Y todas aquellas veces en las que me despreciaste con tu silencio nunca me importaron, creí que no debía hacerles caso; cada vez que sentía que no querías estar conmigo pero estabas, como si me hicieras un favor, como si me tuvieras lástima; y yo creyendo que era tu forma rara de ser, yo muy segura de que si no me decías algo o no lo demostrabas era sólo porque tus "traumas" no lo permitían. Pero lo cierto es que eres un cobarde, que se escudó todo este tiempo en sus traumas inventados para poder seguir sufriendo a gusto.

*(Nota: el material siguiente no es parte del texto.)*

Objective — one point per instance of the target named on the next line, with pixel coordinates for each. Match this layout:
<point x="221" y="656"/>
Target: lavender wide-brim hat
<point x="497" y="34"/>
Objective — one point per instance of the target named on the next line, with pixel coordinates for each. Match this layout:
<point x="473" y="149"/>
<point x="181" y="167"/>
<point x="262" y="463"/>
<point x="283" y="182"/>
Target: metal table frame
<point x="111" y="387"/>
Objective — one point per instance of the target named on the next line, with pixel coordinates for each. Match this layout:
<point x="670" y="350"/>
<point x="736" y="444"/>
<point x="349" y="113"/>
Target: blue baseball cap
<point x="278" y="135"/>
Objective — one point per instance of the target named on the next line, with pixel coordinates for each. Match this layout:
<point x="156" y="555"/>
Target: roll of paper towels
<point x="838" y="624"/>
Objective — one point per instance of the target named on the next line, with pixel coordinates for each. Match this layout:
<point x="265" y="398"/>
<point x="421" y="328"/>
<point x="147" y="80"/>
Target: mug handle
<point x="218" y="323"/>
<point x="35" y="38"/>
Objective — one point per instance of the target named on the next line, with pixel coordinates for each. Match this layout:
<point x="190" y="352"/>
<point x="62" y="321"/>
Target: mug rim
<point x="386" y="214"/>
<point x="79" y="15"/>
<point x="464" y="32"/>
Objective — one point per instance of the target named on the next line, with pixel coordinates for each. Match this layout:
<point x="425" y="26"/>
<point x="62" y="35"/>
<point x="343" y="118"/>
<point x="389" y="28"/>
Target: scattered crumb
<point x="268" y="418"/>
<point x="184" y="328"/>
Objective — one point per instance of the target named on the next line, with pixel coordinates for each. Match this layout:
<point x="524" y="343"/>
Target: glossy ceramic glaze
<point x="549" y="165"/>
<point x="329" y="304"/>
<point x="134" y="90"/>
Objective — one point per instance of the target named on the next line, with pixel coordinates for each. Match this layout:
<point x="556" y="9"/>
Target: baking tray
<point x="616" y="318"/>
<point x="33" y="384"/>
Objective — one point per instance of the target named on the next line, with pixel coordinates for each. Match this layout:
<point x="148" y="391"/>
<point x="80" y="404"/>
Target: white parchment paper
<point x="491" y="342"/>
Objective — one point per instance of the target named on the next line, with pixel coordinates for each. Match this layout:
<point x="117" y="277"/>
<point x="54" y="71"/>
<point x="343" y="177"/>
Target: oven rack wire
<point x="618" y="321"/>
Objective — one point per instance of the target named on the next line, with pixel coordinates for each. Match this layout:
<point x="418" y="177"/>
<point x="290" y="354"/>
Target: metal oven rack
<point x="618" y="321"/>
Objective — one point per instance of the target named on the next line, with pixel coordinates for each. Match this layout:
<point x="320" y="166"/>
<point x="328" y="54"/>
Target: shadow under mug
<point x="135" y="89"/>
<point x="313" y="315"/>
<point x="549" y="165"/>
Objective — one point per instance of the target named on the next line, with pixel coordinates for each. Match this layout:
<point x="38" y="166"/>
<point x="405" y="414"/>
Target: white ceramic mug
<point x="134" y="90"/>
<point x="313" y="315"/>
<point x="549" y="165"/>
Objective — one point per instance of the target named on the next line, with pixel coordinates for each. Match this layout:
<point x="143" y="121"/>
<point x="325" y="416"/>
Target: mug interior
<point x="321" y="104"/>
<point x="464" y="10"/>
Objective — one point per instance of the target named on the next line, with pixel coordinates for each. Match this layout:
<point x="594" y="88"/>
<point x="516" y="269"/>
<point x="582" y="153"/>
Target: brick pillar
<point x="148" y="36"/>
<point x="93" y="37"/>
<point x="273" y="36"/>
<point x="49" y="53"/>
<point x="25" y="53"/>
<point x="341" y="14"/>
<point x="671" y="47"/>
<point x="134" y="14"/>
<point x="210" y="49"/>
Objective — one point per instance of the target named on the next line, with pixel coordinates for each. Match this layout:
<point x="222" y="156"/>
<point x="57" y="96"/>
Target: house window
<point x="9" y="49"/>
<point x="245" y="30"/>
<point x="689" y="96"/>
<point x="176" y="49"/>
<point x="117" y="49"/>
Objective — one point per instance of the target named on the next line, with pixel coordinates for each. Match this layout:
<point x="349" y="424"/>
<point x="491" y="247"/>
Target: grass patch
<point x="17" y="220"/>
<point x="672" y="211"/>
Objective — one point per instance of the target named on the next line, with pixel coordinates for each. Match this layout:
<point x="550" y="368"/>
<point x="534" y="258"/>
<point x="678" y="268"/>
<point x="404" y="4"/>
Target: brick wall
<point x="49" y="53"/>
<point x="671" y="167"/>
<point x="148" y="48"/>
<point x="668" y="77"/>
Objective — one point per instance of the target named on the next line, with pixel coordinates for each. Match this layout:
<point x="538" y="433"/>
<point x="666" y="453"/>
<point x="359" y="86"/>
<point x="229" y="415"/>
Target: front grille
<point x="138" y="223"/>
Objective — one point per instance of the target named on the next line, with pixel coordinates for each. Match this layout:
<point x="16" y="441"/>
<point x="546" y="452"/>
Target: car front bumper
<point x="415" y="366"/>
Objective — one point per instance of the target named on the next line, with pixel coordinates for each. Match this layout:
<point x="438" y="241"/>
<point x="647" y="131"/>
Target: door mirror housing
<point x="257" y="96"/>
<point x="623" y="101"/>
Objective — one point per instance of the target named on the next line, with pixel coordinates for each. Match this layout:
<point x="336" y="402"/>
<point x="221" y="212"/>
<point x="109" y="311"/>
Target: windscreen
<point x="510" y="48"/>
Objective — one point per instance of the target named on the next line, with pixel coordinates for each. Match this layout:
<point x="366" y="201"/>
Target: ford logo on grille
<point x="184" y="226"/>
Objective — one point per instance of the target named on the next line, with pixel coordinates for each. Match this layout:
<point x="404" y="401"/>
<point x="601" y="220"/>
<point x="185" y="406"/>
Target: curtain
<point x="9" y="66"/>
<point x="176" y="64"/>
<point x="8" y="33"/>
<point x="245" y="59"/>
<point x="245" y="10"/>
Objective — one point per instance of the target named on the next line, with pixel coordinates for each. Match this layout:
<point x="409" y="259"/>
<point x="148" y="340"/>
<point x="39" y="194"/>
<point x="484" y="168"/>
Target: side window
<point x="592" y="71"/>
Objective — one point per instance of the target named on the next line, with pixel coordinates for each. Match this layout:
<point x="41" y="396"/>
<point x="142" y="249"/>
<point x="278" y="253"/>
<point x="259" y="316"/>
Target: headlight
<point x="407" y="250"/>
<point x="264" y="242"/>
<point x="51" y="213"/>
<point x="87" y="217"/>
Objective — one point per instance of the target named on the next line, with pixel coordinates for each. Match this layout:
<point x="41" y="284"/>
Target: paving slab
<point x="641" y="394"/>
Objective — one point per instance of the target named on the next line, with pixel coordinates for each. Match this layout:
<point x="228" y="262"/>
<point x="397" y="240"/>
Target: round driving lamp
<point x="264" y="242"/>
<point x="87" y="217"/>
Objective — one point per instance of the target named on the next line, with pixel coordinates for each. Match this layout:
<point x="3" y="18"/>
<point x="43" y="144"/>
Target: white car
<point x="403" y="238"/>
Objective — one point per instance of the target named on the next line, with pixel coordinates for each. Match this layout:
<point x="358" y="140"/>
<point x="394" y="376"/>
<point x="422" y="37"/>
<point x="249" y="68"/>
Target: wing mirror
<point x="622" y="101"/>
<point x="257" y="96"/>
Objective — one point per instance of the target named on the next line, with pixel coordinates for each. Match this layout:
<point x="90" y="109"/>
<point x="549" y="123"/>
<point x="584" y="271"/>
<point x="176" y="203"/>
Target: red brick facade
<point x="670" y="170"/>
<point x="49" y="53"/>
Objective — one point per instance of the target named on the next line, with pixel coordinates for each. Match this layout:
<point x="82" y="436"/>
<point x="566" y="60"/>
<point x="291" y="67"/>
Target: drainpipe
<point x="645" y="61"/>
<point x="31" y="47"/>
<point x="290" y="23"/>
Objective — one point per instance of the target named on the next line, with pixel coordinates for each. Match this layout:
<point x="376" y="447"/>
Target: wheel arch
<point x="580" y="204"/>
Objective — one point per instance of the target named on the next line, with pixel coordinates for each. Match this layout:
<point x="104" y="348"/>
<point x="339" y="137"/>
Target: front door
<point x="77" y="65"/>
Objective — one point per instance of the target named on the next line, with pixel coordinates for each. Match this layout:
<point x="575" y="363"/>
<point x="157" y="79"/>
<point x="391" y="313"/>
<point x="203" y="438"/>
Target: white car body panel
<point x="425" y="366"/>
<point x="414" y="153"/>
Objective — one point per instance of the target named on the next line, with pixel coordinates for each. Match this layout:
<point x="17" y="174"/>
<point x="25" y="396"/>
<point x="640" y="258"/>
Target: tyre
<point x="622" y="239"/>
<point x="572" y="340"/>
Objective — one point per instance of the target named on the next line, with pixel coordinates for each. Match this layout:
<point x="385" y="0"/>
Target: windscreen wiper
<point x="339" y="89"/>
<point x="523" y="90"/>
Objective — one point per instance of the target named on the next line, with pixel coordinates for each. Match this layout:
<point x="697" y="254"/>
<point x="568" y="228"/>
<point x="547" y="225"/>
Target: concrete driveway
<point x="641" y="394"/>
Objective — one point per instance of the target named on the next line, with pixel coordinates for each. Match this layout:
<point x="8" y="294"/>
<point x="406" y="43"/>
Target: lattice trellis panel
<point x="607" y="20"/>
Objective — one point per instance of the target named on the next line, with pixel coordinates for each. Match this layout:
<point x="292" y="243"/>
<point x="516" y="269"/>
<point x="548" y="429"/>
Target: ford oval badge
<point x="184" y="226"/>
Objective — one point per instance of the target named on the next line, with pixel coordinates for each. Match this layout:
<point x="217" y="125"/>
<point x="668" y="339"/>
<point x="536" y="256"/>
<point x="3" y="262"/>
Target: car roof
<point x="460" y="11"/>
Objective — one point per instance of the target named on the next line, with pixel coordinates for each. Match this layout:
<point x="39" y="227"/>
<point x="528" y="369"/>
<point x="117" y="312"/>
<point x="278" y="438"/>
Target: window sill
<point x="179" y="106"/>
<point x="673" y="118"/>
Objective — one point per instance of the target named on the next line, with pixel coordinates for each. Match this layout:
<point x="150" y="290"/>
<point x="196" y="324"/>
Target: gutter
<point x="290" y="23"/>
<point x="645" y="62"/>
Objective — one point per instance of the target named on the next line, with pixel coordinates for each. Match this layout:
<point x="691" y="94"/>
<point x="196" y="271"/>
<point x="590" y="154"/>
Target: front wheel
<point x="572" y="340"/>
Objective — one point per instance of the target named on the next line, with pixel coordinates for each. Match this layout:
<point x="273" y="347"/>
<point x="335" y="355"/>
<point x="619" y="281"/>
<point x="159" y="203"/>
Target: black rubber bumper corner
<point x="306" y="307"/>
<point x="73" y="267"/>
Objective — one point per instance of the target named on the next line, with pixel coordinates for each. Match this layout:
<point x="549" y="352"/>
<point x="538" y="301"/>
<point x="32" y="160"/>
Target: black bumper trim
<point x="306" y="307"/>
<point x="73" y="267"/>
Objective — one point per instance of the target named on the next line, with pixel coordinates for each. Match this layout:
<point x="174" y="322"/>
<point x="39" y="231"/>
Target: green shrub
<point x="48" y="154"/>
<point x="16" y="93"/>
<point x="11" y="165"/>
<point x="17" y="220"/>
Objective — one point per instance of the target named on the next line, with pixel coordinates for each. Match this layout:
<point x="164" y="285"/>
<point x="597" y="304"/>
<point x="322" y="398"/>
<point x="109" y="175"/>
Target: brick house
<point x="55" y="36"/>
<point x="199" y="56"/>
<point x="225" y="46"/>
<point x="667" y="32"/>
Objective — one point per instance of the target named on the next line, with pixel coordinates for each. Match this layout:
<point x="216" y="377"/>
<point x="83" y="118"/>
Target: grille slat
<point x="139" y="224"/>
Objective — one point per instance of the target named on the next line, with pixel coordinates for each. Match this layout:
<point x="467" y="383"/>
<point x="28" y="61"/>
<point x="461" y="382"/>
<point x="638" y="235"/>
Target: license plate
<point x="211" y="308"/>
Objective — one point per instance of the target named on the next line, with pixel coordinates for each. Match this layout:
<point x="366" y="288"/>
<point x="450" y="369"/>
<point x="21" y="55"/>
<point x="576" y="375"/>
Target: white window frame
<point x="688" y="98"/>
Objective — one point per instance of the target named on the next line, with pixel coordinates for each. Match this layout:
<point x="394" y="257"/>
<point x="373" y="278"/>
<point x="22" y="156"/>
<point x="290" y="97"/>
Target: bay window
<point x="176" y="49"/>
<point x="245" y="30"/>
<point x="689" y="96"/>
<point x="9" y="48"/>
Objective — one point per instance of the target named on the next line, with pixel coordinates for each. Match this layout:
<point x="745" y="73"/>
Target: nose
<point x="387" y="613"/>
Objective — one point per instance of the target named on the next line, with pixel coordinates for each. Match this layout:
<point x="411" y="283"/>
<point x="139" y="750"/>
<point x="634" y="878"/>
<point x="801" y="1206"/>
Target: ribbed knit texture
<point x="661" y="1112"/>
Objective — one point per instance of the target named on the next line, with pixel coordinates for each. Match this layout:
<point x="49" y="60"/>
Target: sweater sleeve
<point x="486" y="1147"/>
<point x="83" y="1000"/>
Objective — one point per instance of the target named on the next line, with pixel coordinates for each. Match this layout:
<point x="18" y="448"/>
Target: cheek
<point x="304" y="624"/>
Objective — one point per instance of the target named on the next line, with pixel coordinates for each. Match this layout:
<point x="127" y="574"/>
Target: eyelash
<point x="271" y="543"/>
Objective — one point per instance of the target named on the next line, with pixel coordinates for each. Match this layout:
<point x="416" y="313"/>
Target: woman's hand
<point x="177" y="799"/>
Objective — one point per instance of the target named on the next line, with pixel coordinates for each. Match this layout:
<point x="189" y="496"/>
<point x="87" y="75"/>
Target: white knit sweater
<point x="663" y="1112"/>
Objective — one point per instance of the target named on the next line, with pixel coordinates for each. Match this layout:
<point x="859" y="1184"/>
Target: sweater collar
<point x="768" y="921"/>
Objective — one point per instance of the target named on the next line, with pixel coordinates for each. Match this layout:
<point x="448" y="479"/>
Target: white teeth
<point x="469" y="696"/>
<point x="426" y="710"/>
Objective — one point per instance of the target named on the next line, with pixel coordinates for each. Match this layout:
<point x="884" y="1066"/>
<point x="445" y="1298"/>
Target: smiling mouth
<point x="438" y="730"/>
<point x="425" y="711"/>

Tú no quieres arreglarte, no te interesa porque haz hecho de tu desgracia tu identidad, porque si no fueras ese miserable, no sabrías quién más ser; estás tan acostumbrado a que la gente te tenga lástima y te admire por llevar tu pena con tanta resignación que ni te imaginas, ni deseas otra cosa, ni porque en las narices te puse la felicidad, no fuiste capaz de reconocerla.
Me siento tan impotente, tan arrepentida, con una furia que podría destrozar tu estúpida existencia y herirte de verdad para que te des cuenta de que la vida duele más que tus niñerías.
Debo confesarlo; nunca había sentido ganas, pero de verdad ganas de vengarme. Será que en el fondo sé que todo esto fue mi culpa, que mi necesidad de no estar sola me orilló a subestimarte, a creer que con todo el empeño podrías ser tú el hombre de mi vida. Qué tonta, qué rabia, qué miseria.